Cette princesse si haute et si fière, avec qui les seuls princes du sang pouvoient manger, et encore point à l’ordinaire ni en public, hors à des mariages, mais à la campagne et en particulier, mangeoit avec tous les roués de M. le duc d’Orléans, et chez elle avec des hommes de peu de chose, et avec un jésuite d’esprit et de manège, qui s’appeloit le P. Riglet, qu’elle avoit connu de jeunesse par ses femmes, et qui en disoit des meilleures.

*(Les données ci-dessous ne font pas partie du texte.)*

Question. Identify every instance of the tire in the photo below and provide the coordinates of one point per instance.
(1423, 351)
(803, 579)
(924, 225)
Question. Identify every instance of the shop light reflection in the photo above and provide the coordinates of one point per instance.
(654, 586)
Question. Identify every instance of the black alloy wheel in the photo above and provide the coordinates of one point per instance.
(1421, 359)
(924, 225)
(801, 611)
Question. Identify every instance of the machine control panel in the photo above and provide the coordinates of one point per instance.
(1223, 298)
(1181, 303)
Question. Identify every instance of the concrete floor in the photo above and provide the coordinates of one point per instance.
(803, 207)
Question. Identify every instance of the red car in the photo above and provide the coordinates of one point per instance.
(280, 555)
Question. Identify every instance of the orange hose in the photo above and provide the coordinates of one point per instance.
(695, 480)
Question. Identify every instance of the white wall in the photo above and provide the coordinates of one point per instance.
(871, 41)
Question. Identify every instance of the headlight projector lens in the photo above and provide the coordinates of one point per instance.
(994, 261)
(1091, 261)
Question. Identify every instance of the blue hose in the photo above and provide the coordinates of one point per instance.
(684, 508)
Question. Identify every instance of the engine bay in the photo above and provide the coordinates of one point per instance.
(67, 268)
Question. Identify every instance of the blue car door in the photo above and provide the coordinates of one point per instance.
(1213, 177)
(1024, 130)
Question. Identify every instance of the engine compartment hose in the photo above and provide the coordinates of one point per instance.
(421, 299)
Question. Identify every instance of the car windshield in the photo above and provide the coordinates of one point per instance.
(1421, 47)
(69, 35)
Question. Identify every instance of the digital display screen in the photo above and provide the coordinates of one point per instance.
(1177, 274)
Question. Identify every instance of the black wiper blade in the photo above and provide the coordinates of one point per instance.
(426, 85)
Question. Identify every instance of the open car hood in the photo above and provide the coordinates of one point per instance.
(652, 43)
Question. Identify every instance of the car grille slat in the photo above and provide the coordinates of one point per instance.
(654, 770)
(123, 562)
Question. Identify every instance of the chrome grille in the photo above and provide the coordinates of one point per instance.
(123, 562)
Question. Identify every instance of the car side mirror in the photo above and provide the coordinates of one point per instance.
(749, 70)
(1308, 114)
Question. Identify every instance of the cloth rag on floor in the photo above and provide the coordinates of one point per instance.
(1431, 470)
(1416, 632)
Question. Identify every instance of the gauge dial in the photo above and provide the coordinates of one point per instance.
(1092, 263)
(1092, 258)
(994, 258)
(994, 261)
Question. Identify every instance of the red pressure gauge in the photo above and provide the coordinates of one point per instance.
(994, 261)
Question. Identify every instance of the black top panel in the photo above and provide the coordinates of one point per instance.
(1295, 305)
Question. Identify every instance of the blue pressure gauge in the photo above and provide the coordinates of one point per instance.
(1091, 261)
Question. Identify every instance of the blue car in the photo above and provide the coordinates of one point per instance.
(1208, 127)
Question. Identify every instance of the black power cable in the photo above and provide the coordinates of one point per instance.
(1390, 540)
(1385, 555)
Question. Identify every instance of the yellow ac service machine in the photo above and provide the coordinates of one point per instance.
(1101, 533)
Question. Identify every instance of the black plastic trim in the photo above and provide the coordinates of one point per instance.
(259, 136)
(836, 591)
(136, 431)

Elle imagina aussi d’avoir un maître de la garde-robe. C’est une charge de valet. Joyeux, mort premier valet de chambre de Monseigneur, l’avoit été de la reine. Ceux de la reine mère et des deux Dauphines ne valoient pas mieux. Elle trouva une manière de chevalier d’industrie, grand spadassin de son métier, bâtard d’un Gouffier, qui se faisoit appeler Bonivet, qui ne vouloit point être bâtard, et qui pourtant n’a pu être autre chose ni reconnu comme légitime de pas un de la maison de Gouffier. Il trouva là quelques petits gages dont il avoit besoin, et y espéra quelque fortune par son manège. Mme la duchesse de Berry le prit, et dit en confidence à Mme de Saint-Simon, qui ne lui en parloit point, que c’étoit une espèce de nom qu’elle mettoit dans sa maison, de plus un homme de main qu’elle étoit bien aise d’avoir, parce que, bien aujourd’hui avec M. le duc d’Orléans, cela pouvoit changer, et qu’il falloit avoir chez soi de quoi se faire compter. Tels étoient la tête et le cœur de cette princesse.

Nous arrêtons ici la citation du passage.